Labour’s vulnerability is not on family homes, which Ardern and Robertson have successfully exempted in the public mind but when their opponents quiz them on whether a capital gains tax might apply to people buying and selling a business, or a farm, a bach or a boat.  Or what the scope of a land tax or assets tax might be.

Robertson tried to argue that New Zealand is one of only three OECD countries that do not tax capital gains, quizzing Joyce on why New Zealand wouldn’t. Joyce latched onto that as Robertson making the argument, right there, for the working group and Labour to bring in a capital gains tax.

The other issue with the working group is it might not recommend just one new tax. It could feasibly present a capital gains tax and a menu of other measures for which various parts of the public will have to pay – but now knowing they will not get a say in 2020 before they are brought in.

But an uncomfortable 15 days lies ahead for Labour. In each debate, setpiece interview  and public meeting the questions posed by interviewers and opponents will be about what taxes, on what, Labour is prepared to rule out. By not ruling anything out it allows opponents to rule them in and to make whatever mischief they want with voters who might be affected.

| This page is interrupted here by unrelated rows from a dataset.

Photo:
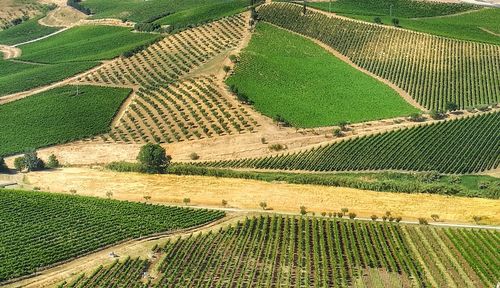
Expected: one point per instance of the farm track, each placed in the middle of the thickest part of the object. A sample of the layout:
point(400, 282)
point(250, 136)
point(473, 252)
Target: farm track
point(133, 248)
point(346, 59)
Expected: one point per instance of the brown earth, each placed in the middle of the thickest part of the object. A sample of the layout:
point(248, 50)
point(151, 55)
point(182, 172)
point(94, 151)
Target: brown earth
point(247, 194)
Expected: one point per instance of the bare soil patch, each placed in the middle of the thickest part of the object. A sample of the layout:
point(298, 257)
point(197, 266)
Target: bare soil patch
point(247, 194)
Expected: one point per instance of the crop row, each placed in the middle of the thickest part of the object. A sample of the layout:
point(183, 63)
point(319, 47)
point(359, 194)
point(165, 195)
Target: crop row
point(40, 229)
point(281, 251)
point(190, 109)
point(433, 70)
point(458, 146)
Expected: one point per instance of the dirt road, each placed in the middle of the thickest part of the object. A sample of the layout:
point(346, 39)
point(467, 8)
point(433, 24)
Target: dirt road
point(247, 194)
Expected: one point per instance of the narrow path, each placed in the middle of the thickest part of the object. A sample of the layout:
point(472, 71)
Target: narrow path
point(346, 59)
point(41, 38)
point(490, 32)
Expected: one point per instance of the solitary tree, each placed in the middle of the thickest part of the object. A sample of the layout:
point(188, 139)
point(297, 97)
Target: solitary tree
point(263, 205)
point(435, 217)
point(451, 106)
point(153, 158)
point(303, 210)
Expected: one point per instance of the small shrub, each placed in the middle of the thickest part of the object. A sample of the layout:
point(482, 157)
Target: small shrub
point(194, 156)
point(303, 210)
point(53, 162)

It is a self-inflicted vulnerability.

Ardern argues it is inconsistent for people to treat tax initiatives differently from any other initiative a government can take. Governments need to govern, take the hard decisions.

Quizzed a week ago on the issue, she said: “I don’t want to be in a position where that working group comes back and there’s some ideas in there that might make a difference for that next generation to get into housing and to deal with some of the inequity in our tax system – to have to sit on that for another couple of years just doesn’t seem right to me.

“My view is though that certainly voters still get a way to feed back to us whether they think we are right or not. There will be another election, probably within 18 months of us acting on that review and if they don’t agree with what we’ve done I’m sure they’ll tell us that.”

She is trying to make a virtue from telling people a working group will look at all options. “I would rather be transparent over our direction of travel than say nothing.”

But Labour clearly doesn’t want to go to any election advocating a capital gains tax or a land tax. It fears the reaction.

Instead it is going with the old maxim that it is easier to seek forgiveness than permission.